Cristopher Cichocki, Desert Drone Cycle, United States, Helen Scarsdale Agency, HMS052 cassette (2019)
Hailing from the Coachella Valley in southern California near the Mexican border, Cristopher Cichocki is an artist with fingers in many pies, working in painting, photography, video making, sound art, performance and architecture. A common theme runs through his work: it examines the cycle of decay, renewal and transformation with a particular emphasis on the ecological issues of his desert home and the pressures put upon it by current global political, social and economic trends and phenomena.
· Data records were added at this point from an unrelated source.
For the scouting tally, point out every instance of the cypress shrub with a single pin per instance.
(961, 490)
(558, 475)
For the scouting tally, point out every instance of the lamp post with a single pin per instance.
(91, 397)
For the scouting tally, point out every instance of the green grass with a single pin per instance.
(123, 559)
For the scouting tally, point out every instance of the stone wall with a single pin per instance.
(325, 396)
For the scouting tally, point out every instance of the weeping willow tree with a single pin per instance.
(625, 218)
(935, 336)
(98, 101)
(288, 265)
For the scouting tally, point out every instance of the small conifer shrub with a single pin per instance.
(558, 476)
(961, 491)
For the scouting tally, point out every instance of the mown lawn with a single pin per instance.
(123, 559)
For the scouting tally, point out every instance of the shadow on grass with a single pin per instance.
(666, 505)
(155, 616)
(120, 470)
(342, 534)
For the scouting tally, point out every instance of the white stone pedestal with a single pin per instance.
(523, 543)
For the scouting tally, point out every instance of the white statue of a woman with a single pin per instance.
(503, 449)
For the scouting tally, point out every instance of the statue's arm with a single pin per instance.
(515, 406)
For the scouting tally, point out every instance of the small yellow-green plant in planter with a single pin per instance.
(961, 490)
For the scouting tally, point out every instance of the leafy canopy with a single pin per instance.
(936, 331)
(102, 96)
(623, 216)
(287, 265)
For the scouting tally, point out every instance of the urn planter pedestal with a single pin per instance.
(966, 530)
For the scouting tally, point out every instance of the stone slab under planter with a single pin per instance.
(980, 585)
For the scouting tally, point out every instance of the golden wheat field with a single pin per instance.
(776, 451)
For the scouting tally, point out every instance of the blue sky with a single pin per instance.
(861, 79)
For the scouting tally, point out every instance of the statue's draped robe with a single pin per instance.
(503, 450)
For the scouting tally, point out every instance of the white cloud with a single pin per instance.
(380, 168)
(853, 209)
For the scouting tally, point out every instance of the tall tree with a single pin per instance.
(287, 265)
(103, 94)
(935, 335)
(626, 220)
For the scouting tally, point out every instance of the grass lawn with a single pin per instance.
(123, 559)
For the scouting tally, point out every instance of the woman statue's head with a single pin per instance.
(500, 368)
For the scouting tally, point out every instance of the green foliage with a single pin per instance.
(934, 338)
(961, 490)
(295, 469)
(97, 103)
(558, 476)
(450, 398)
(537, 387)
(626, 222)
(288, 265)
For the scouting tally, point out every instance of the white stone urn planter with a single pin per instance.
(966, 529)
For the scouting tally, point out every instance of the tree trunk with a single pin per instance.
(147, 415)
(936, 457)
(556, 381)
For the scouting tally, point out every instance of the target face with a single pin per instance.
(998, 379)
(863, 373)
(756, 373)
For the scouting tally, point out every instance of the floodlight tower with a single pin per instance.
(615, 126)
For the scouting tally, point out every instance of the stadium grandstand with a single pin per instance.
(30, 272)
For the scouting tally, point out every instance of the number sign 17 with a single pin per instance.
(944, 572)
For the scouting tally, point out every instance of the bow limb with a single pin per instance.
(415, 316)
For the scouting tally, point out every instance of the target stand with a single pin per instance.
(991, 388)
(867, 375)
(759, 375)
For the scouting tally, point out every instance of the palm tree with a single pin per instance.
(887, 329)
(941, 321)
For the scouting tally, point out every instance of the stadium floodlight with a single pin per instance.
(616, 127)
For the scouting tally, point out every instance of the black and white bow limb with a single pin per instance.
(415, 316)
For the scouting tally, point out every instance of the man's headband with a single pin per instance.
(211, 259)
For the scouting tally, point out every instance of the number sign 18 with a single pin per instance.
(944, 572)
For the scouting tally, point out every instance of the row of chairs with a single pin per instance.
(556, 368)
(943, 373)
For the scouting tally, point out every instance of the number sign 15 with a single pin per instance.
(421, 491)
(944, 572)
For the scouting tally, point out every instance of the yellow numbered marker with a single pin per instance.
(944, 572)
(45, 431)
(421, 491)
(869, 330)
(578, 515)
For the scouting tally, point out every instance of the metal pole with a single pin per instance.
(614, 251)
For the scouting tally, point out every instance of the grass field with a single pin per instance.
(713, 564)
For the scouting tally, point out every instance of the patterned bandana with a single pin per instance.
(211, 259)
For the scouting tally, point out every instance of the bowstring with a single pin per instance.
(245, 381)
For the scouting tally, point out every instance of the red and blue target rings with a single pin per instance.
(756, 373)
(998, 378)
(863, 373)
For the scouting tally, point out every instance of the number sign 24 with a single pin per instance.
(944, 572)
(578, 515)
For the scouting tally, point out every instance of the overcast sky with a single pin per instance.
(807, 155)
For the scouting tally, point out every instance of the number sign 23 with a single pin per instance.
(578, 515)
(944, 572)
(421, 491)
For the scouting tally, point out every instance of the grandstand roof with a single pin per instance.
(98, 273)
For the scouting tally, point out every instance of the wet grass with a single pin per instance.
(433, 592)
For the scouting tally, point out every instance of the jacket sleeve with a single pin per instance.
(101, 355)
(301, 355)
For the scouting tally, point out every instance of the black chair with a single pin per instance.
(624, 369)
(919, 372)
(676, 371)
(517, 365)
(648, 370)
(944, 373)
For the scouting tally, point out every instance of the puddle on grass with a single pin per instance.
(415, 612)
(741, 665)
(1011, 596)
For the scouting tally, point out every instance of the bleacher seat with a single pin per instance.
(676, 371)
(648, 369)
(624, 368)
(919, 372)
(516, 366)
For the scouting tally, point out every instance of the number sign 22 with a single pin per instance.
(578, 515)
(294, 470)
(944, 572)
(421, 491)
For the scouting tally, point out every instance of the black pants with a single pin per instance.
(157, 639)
Cichocki’s recorded sound art production extends at least to 2008 but this cassette released through Jim Haynes’ Helen Scarsdale Agency label may be the second released under his own name (his first being “Elemental Shift” back in 2008) though he has other solo work under the Saivus project.
Surprisingly perhaps, “Desert Drone Cycle” is not very long for a work of its sound art installation nature but it does boast density and plenty of noise variety. Chuggy, gritty and even hypnotic in its deeper lower end as Side A starts, the recording groans and grinds and blows away while recordings of trickling water and what could be rain showers cast an ever-changing, undulating sheen of fine sharp noise over the rest of the work. From then on the rain and wind dominate the recording; even the dark background seems to shimmer with the recent wetness. As the rain clouds recede, a faint moaning drone wheezes and labours in the distance. Further churning noises suggest the breakdown of machines stuck in the rain or in derelict factories whose roofs caved in decades ago.
Side B continues with more samples of rain or trickling water in a steaming bristly noise environment where it seems even the dark space is moist and quivering, and steady water erosion keeps pushing it back and back. Vibrating metal drums and stuttering industrial noise drones come to prominence here. The sounds have a rhythm all their own and while the blunted sound quality muddies the power of the noise, they have the presence of something huge, forbidding, sinister and hidden behind them. Factory equipment sounds as if it’s creaking with rust collecting in its inner cavities, and any minute the nuts and bolts will start to drop out, one by one; eventually the machines and the factory itself will collapse, if slowly.
The sound can be very muddy and the volume level needs to be quite high as some droning noises can be either faint or very low in the layer of sound textures. Though parts of the recording have quite a powerful presence, they can seem a little flat, lacking in depth. Still, the recording does have a hypnotic immersive quality, with strange creaky tones wheezing in circles, drawing your attention further into a mechanical world’s slow degradation. I really wish this cassette could have spiralled right down into that world’s disintegration, out of inquisitive curiosity to find out how the journey pans out and what might lie ahead when entropy has truly won.